Une grande rétrospective (« Cosmos Rudolf Steiner ») a été présentée à l’automne 2010 au Kunstmuseum de Wolfsburg, puis au printemps 2011 au Kunstmuseum de Stuttgart. On pourra encore la voir de septembre 2011 à mars 2012 au Vitra Design Museum près de Bâle.
À cette occasion, le monde artistique, en même temps que le grand public, ont découvert avec surprise l’importance des impulsions novatrices de Steiner pour notre époque. Au cours des dernières décennies, diverses expositions avaient déjà été organisées ici et là (notamment par Harald Szeemann) avec quelques-uns des dessins si frappants que Steiner a fait lors des milliers de conférences et de cours qu’il donna à travers l’Europe ; mais c’est la première fois qu’une exposition de cette envergure est organisée pour mettre en valeur le « généraliste » Steiner.
Ses idées vont à l’encontre de beaucoup d’intérêts dominants.
S’il a été très admiré par certains, il a aussi été beaucoup attaqué. Aujourd’hui encore, son nom n’est connu que d’un petit nombre. Lui qui voulait d’abord être compris et incitait ses auditeurs et ses collaborateurs à penser par eux-mêmes et à se libérer de tout système idéologique aura été dévotement cité, ou violemment discrédité, ce qui veut dire, dans les deux cas, dédaigné.
Pourquoi Rudolf Steiner, malgré l’ampleur et l’intérêt fondamental de ses travaux, reste-t-il aussi méconnu, 150 ans après sa naissance ?
C’est peut-être simplement parce qu’il était tout sauf un spécialiste.
Or à notre époque tout personnage important ne peut être qu’un spécialiste.

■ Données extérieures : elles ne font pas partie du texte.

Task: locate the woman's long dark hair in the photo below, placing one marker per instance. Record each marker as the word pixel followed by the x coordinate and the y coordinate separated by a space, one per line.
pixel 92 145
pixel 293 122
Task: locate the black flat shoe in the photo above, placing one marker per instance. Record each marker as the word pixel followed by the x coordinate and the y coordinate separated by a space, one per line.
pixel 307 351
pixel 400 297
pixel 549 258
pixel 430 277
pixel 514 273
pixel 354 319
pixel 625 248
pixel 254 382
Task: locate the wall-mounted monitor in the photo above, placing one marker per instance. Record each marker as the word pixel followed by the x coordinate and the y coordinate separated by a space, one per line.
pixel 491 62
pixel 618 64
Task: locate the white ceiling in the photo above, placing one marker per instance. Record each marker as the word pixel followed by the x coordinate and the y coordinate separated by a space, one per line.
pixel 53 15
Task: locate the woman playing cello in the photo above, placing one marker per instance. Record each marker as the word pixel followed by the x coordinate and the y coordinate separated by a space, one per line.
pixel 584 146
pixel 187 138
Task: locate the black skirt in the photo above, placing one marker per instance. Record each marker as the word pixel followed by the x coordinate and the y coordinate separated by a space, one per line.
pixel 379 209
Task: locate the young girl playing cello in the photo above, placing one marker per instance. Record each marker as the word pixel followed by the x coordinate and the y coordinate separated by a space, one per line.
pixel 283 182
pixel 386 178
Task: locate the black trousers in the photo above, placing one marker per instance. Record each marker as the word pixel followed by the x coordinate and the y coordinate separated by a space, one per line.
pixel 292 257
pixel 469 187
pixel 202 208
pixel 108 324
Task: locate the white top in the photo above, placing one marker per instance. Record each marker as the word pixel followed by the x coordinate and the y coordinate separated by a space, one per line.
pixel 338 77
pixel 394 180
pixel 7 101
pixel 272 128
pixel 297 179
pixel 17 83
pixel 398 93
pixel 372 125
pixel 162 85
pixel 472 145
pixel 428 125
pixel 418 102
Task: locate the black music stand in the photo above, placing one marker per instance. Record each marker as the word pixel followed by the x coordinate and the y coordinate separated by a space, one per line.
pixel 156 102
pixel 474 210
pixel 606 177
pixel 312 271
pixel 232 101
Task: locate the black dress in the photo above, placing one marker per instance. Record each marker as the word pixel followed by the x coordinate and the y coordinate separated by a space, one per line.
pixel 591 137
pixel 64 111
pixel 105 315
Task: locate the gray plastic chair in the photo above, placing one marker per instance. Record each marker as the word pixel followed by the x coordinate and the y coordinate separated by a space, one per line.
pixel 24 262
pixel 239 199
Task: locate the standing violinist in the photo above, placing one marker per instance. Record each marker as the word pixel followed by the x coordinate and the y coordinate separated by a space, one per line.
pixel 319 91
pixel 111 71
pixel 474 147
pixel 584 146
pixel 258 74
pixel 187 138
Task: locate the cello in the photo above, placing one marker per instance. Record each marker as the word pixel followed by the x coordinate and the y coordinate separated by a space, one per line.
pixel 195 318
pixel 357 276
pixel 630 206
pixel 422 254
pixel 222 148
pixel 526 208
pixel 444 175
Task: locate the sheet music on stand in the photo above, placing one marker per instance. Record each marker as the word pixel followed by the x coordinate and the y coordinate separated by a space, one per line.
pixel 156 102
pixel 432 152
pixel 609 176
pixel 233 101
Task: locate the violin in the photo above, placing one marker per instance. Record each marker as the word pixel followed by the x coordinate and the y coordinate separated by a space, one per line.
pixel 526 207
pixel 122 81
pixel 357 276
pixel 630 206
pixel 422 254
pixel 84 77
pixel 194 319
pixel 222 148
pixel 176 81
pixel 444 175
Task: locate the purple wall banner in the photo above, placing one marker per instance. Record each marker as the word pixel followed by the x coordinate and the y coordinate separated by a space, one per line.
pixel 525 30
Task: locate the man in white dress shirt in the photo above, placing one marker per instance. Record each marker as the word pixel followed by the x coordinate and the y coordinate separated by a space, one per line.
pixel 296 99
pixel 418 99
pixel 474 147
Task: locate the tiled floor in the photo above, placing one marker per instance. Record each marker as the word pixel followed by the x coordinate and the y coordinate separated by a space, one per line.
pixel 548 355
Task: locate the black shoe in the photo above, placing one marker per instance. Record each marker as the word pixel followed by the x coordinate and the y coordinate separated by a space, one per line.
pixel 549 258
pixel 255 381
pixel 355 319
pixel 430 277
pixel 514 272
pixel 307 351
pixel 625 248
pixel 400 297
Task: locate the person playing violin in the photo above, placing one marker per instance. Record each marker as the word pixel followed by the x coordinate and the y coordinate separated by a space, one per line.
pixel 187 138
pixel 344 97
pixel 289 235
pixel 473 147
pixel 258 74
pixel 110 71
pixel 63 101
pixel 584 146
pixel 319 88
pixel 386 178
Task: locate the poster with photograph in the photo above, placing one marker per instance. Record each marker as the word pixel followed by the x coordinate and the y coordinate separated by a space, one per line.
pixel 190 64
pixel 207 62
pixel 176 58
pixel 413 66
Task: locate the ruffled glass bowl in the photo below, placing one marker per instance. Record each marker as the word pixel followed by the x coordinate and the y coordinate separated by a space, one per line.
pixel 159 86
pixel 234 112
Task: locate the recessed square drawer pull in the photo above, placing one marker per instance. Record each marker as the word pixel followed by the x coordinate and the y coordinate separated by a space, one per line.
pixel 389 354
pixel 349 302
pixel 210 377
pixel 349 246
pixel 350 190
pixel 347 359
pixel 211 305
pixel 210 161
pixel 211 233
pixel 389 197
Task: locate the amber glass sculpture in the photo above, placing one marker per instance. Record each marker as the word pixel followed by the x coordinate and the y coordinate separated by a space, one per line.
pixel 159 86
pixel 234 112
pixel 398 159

Lorsque Kandisky commença à écrire des poèmes et des œuvres dramatiques, il savait qu’il se discréditerait en tant que peintre ! Le Corbusier fut un grand architecte, Einstein un grand physicien, Gandhi un grand politique. Mais un homme qui travailla dans tellement de directions peut-il être autre chose qu’un dilettante ?
Or c’est justement sa mobilité, sa transdisciplinarité, l’universalité de sa pensée qui font le génie de Steiner. Il a su s’entourer de savants, de pédagogues, de médecins, d’agriculteurs, d’artistes, de théologiens, d’économistes, qu’il a aidés à sortir du matérialisme étroit et à saisir le spirituel de façon lucide et féconde.
Beaucoup trouvent ses livres trop difficiles, voire carrément illisibles. C’est que ceux-ci font appel à de toutes nouvelles pensées. Mais une pensée qui paraît « facile » est une pensée que l’on connaît déjà, que l’on a pensé des milliers de fois.
Or Steiner crée de nouvelles pensées, qu’il faut commencer par créer soi-même, par un effort personnel.
L’œuvre de Steiner prouve que les solutions pour avancer vers un avenir où l’homme et la nature se réconcilient existent.
Elles impliquent d’élargir notre compréhension du monde matériel jusqu’à saisir aussi, par la pensée scientifique, la dimension spirituelle du monde.